Der Autor selbst hat dieses für jeden Nichtjuristen nicht nachvollziehbare Ergebnis unzählige Male erleben müssen. Aus Verärgerung über die Dreistigkeit mancher Abmahner und/oder ihrer Anwälte hat er daher sogar einer in einem Prozess gerichtlich zu Protokoll nehmen lassen, dass er davon ausgehe, dass der Abmahnende, der ihm wortstark im Gerichtssaal noch gegenüber saß, spätestens nach einer Woche keine Post mehr annehmen und der Anwalt sein Mandat zu diesem Zeitpunkt wahrscheinlich schon längst niedergelegt haben wird.
Natürlich wehrten sich sowohl Prozessvertreter als auch der Abmahner vehement gegen eine solche „unverschämte Behauptung“. Doch was passierte? Nur 3 Tage später legte der Anwalt das Mandat nieder und der Mandant war unbekannt verzogen. Die klar obsiegende Partei blieb (wieder einmal) auf allen Kosten sitzen.
In einem anderen Fall hatte ein weiterer - angeblich wichtiger - Gewerbetreibender ganze 150 Euro Umsatz in 2 Monaten erwirtschaftet, was ihn nach seiner Ansicht nach nun dazu berechtigte, zeitgleich 35 Abmahnungen zu versenden. Sein Anwalt fand dies ebenfalls völlig in Ordnung und mahnte für seinen Mandanten massiv ab.
Die Kosten seiner Inanspruchnahme, von seinem Mandanten an ihn zu zahlen, lagen also bereits vor dem Versenden der Abmahnungen bei rund 35.000,00 EUR. Der Mandant müsste also bereits bei der Beauftragung seines Anwaltes eigentlich sofort einen Insolvenzantrag stellen. Der Anwalt zog dennoch mit wehenden Fahnen in die Abmahnungen und überzog die Republik mit diesem rechtsmissbräuchlichen Schwachsinn.
In einem anderen Fall wurde das 65-fache Abmahnen eines EDV-Hardware Anbieter mit einem Umsatz von 10.000,00 EUR und einem nachgewiesenen Gewinn von weniger als 600,00 EUR in einem Monat von einem Richter mit den Worten „verteidigt“, dass schließlich auch kleinere abmahnen dürften.
Spitzenreiter der Dreistigkeit dürfte jedoch ein Anwalt sein der für einen angeblichen Shopbetreiber abmahnt, der einen Shop erstellt hatte, der an Absurdität wirklich nicht mehr zu überbieten war.
Das zeigte sich unter anderem darin, dass er neben mehreren Monaten Lieferzeit und irrwitzig hohen Preisen sogar eine offenkundige Fantasiekontonummer und Bankverbindung angegeben wurde, also ein möglicher Kunde gar nicht einkaufen konnte, selbst wenn er dies gewollt hätte.
Obwohl bereits der Abgemahnte selbst daraufhin den Anwalt anschrieb und ihm mitteilte, dass sein Mandant wohl offensichtlich überhaupt gar nicht als Anbieter tätig sein will, bestand dieser weiterhin im Namen des Gesetzes (und seinem Mandanten) auf die Zahlung seiner Gebühren als Schadensersatz.
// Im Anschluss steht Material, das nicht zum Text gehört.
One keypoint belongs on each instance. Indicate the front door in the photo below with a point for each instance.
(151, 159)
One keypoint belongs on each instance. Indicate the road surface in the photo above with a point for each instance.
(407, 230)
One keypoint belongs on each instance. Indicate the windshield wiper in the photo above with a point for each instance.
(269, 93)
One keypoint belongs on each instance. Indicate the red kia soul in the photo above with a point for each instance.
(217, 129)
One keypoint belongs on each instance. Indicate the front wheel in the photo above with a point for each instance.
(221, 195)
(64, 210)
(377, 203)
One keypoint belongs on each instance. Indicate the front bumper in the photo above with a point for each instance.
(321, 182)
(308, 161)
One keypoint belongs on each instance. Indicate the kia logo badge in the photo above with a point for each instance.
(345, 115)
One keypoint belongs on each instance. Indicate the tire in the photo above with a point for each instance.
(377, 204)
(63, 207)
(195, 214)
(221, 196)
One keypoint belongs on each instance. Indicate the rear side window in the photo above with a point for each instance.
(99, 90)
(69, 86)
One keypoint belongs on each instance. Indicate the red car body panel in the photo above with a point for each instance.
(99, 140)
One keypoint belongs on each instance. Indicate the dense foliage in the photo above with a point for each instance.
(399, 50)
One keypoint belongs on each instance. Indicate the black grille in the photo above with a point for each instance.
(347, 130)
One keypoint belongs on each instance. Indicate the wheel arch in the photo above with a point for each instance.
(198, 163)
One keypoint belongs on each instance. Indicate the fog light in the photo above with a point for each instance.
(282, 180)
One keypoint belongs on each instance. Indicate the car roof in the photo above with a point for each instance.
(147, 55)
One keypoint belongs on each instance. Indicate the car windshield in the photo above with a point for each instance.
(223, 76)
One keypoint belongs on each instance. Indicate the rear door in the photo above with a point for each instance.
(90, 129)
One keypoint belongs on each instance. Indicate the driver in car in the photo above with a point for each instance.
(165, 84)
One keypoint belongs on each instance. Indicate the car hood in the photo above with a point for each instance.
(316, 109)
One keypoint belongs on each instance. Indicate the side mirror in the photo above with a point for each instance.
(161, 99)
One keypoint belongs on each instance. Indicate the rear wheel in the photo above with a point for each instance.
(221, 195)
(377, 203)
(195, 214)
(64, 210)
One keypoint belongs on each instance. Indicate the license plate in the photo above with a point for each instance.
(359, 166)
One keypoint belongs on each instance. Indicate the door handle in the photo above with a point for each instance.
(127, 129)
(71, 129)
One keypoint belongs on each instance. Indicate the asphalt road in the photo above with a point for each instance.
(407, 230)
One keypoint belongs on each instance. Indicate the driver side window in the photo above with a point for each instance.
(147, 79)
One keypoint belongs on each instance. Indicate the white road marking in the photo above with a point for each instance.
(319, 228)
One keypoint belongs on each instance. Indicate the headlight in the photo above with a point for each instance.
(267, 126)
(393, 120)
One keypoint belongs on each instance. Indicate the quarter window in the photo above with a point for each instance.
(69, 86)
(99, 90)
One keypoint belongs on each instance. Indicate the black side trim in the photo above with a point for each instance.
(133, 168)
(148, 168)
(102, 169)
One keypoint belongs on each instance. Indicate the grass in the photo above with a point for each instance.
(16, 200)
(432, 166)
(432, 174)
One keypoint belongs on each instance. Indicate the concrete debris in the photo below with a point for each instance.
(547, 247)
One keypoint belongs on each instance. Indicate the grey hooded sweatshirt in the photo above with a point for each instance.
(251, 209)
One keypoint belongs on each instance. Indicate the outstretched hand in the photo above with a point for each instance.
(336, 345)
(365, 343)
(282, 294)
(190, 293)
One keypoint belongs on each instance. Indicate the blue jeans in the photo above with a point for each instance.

Sämtliche Verpflichtungen zur Prüfung der Vorwürfe und Bedenken wurden schlichtweg abgelehnt.
Man sieht, und diese Liste ließe sich nahezu unbegrenzt fortsetzen, dass es nicht die Abmahnung ist, die zwei Mitbewerber untereinander aussprechen, um sich gegenseitig an die Rechtstreue zu erinnern (und „zu ermahnen“). Es geht um solche Mandanten und ihre Anwälte, die meinen, sie könnten abmahnen, um damit einzig und allein schnell und sicher Gebühren zu erzielen.
Dass es in diesen Fällen primär um die erzielten Gebühren des Anwalts geht und der Mandant häufig daran mittelbar oder unmittelbar beteiligt ist, scheint in vielen Fällen offensichtlich, denn mal ehrlich:
Kein Mandant zahlt einem Anwalt 35.000,00 EUR um 35 kleine eBay-Händler abzumahnen, wenn er diese Gebühren auch wirklich zahlen müsste. Genau dies müsste der Auf-traggeber aber. Was ist aber z.B., wenn die Gegenseite sich wehrt oder aus irgendwelchen Gründen nicht die Gebühren erstattet? Der Abmahner würde auf allen Kosten sitzen bleiben.
Dies macht kein vernünftiger Unternehmer und dies kann kein Anbieter mit nur einigen hundert Euro Gewinn im Monat so machen.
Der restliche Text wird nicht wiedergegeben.